1980年から2016年までの専業主婦世帯と共働き世帯の数を出したグラフがあります。
 1980年から1992年頃までは専業主婦世帯が共働き世帯よりも多かったのですが、1996年頃からなんと共働き世帯の方が多くなっています。私はこれを勝手に「X型グラフ」と呼んでいますが、まるで、1992年頃から1996年頃に2つの線が交差するかのように入れ違っているのです。1980年頃は専業主婦世帯が1100万世帯以上、共働き世帯が600万世帯だったのに対し、2016年には共働き世帯は1129万世帯であるのに対し、専業主婦世帯は664万世帯になり、完全に逆転しました。
 このことは女性の雇用者数をみても明らかで、厚労省の調査では、1980年には女性の雇用者数は1354万人(全雇用者数3971万人の34%)だったのに対し、2016年にはなんと2531万人(全雇用者数5729万人の44%)に増えているのです。
 このように1990年代から特に共働き女性が増えたため、子どもを保育所に預ける必要性が大きくなったのです。
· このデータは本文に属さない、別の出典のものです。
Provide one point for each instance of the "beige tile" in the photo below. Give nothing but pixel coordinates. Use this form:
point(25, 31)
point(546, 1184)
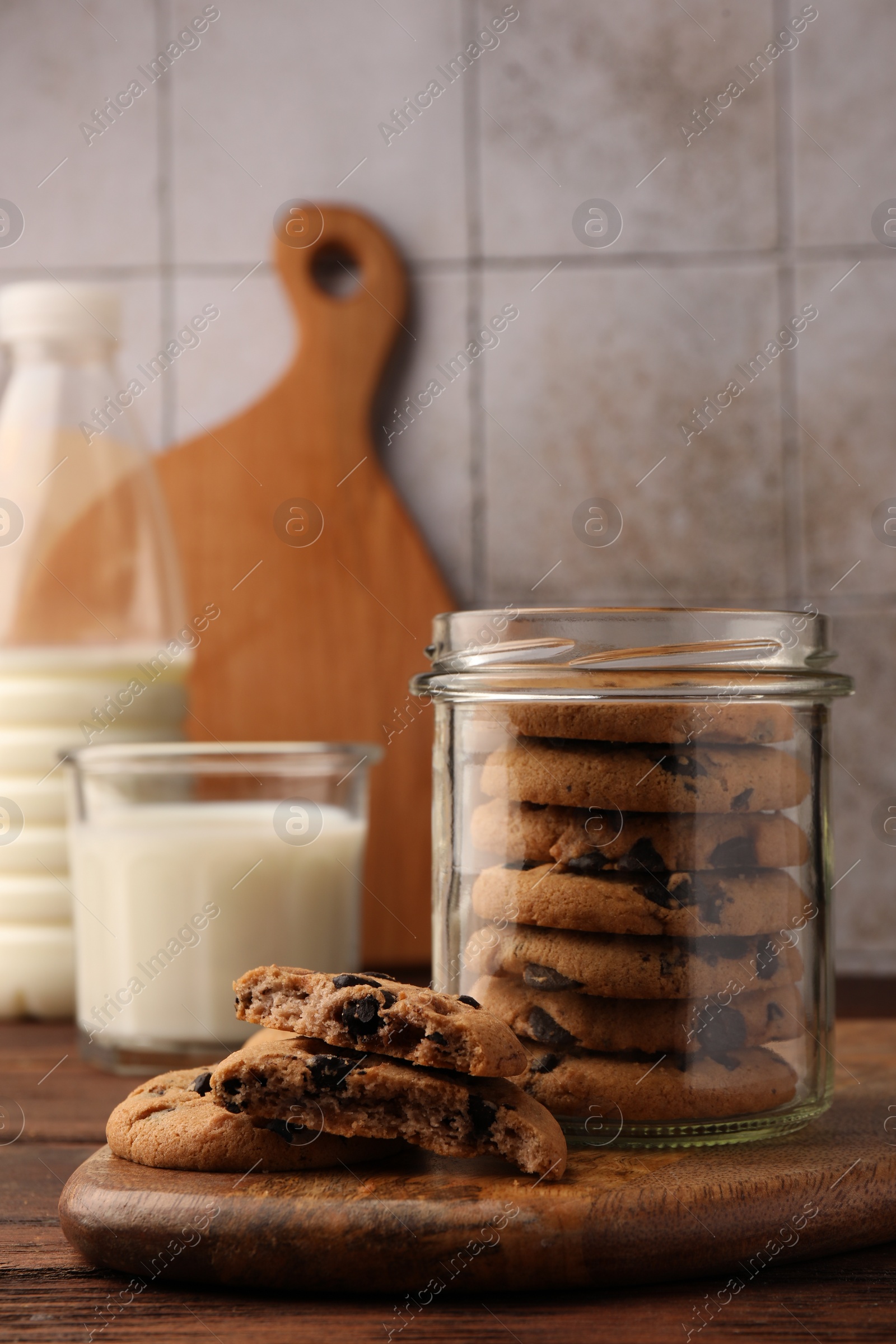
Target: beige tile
point(285, 100)
point(844, 104)
point(140, 339)
point(248, 348)
point(240, 355)
point(585, 97)
point(586, 394)
point(100, 206)
point(847, 412)
point(863, 774)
 しかも働いている女性は十分な賃金を貰っているかと言えば、そうでもありません。
 例えば、2015年の総務省調査をみると、全雇用者数5474万人のうち、短時間雇用者は1634万人(全雇用者の約30%)いますが、その1634万人のうち女性は1110万人(全短時間雇用者の67.9%)なのです。時給については地域によってばらつきがあるようですが、愛知県では平均時給967円となっていて全国平均975円よりも安くなっています。ただし私が見た感じでは時給850円でパートを募集している店舗も結構あるようで、愛知県の最低賃金845円とほぼ同額です。
 ちなみに厚労省の統計では短時間雇用者というのは、「1週間の就業時間が35時間未満の者」とされているので、週休2日の会社の正社員の週の所定労働時間と同じですね。
2008年にアメリカでおきたリーマンショックの影響を受け日本の経済は大きな打撃を受けました。さらに2012年に発足した安倍内閣は大企業や富裕層優先のトリクルダウン理論を柱とするアベノミクス政策を強行し続け、日本の経済はデフレ不況が続いたままです。そのため日本の貧困率は世界4位というありがたくない地位を占めることになりました。
 女性が働かないと生活はやっていけないのが現状なのです。
 このような事情から働く女性にとっては保育園は不可欠なので、結婚する頃から家の近くに保育園があるかないか気にしたり、妊娠が分かったときから認可保育園探しを始めたり、いろいろな保育園の評判を調査したり、今は「保活」と言われていますが、本当に大変なのです。
 「子どもができたら仕事をやめればいい、と考えている女性は少数派」が実態なのです。
 ちなみに今年2017年5月18日、名古屋市は、「今年4月1日現在、国の定義に基づく待機児童は0人だったが、特定の保育所等の利用を希望されている等により保育所、認定こども園、地域型保育事業が利用できていないわゆる隠れ待機児童が715人となった」と発表しました。この715人という数字は昨年の585人よりも増え、2割増しになっています。